Paul Sterian (May 1, 1904 - September 14, 1984) was a Romanian poet and civil servant.

== Biography ==
Born into a cultured family in Bucharest, his parents were physician Eraclie Sterian and his wife Alexandrina (née Gulimănescu); he was married to Margareta Sterian. From 1910 to 1917, Sterian attended the applied school of the society for the education of the Romanian people, followed by Gheorghe Lazăr High School from 1918 to 1921. From 1921 to 1924, he studied at the philosophy and law faculty of the University of Bucharest. He earned a degree magna cum laude, with a thesis on the emotions and the endocrine glands, applying a theory by Constantin Ion Parhon. Also at Bucharest, he took a doctorate in public law, his dissertation dealing with copyright. From 1926 to 1929, he studied at the University of Paris; Sterian's second doctoral thesis, in law and economics, had to do with Romania and World War I reparations. In Paris, upon the recommendation of Mircea Vulcănescu, Ilarie Voronca, and Benjamin Fondane, he worked for an insurance firm.
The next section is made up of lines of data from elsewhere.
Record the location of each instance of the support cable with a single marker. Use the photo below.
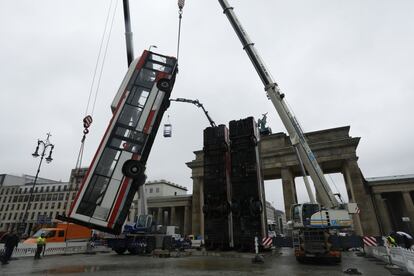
(87, 120)
(180, 16)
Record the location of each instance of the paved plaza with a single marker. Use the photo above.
(228, 264)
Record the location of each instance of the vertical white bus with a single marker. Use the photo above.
(118, 167)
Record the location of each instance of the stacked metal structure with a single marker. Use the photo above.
(217, 189)
(248, 196)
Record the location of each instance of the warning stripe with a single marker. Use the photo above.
(370, 241)
(267, 241)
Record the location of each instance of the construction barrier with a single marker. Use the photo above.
(403, 258)
(58, 248)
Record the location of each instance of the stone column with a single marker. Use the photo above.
(289, 190)
(349, 188)
(361, 195)
(197, 208)
(172, 216)
(187, 223)
(383, 214)
(197, 216)
(409, 208)
(160, 216)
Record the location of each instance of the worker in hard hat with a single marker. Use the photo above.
(41, 244)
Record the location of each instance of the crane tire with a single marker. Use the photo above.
(164, 85)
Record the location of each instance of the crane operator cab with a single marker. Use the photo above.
(118, 167)
(313, 215)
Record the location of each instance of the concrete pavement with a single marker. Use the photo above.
(116, 265)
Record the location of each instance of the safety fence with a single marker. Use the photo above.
(58, 248)
(404, 258)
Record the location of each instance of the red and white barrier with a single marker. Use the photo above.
(267, 242)
(370, 241)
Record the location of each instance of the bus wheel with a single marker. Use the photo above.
(164, 85)
(133, 169)
(120, 250)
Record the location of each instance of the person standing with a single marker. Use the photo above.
(41, 243)
(11, 241)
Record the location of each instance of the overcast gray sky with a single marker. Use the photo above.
(338, 62)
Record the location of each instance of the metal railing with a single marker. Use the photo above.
(404, 258)
(58, 248)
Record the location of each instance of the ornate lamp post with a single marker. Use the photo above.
(45, 144)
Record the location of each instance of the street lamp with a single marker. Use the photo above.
(45, 145)
(152, 46)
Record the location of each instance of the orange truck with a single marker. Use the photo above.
(62, 232)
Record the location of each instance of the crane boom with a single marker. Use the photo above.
(198, 104)
(296, 135)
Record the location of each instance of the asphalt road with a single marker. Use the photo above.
(116, 265)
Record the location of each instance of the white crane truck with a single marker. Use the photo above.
(313, 223)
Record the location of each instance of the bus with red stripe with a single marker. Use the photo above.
(118, 167)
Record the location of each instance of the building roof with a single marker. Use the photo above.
(163, 181)
(390, 179)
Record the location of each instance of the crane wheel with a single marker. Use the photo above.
(133, 169)
(164, 85)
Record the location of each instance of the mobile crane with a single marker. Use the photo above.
(315, 222)
(198, 104)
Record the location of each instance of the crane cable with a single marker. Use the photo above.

Dragus (1929) by Paul Sterian

He was valued by Dimitrie Gusti, performing psychotechnic tests in a rural environment as part of the sociologist's research teams and working on the 1929 film about Drăguș village. From 1929 to 1930, he was a civil servant at the Labor Ministry, then in 1931 headed the national office for student aid. In this capacity, he was able to join a League of Nations-affiliated institute in 1932. In 1931, he was in New York City on a scholarship from the Rockefeller Foundation. In 1932, he was an editor for Curentul and Cuvântul newspapers; the following year, he worked as an economic adviser. He was an administrator for the 1937 Paris Expo; in 1938, he became economic adviser to the Romanian legation in Washington, D.C. and head of Romania's economic legation in New York City. After returning home, Sterian worked at the Ministries of National Economy (1940–1941), Finance (1942) and Foreign Affairs (1944).
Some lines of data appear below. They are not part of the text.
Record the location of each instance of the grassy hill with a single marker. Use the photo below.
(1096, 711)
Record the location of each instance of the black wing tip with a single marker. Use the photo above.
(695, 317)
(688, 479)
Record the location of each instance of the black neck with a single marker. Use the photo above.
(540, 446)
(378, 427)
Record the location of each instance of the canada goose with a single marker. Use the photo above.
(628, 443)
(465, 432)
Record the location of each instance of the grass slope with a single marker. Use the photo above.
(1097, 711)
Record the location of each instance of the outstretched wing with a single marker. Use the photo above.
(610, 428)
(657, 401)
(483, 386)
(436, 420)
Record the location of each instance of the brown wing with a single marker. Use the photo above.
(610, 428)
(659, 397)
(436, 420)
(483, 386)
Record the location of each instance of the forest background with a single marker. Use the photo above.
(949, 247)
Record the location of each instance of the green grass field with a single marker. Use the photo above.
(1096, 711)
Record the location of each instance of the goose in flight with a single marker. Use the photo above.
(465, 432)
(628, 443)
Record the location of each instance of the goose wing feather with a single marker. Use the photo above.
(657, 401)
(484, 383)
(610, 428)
After the 1944 coup d'état, he was excluded from the government but not charged with war crimes; from 1945 to 1948, until nationalization, he headed a textile factory. In 1948, upon the advent of the communist regime, he became a day laborer, followed by an accountant's position in 1950. In 1951, he began inspecting credit records at Tecuci. He successively worked as an accountant in Bucharest (1953), Balotești (1954), and at the state fruit and vegetable monopoly Aprozar (1956). In 1957 and 1963, he was head of external relations for the composers' union, holding a similar position at the geriatrics institute from 1964 to 1969. In the late 1950s, he was arrested and sent to Aiud Prison; it is possible that this was due not to his work during the Ion Antonescu regime but because of his affiliation with the "Burning Pyre" (Rugul Aprins) Romanian Orthodox prayer group. Sterian had made donations to Antim Monastery and held conferences there in 1948-1949. He was amnestied in the early 1960s. His literary work appeared in Contimporanul, Azi, Floarea de foc, Gândirea, Cuvântul, unu and Viața Românească.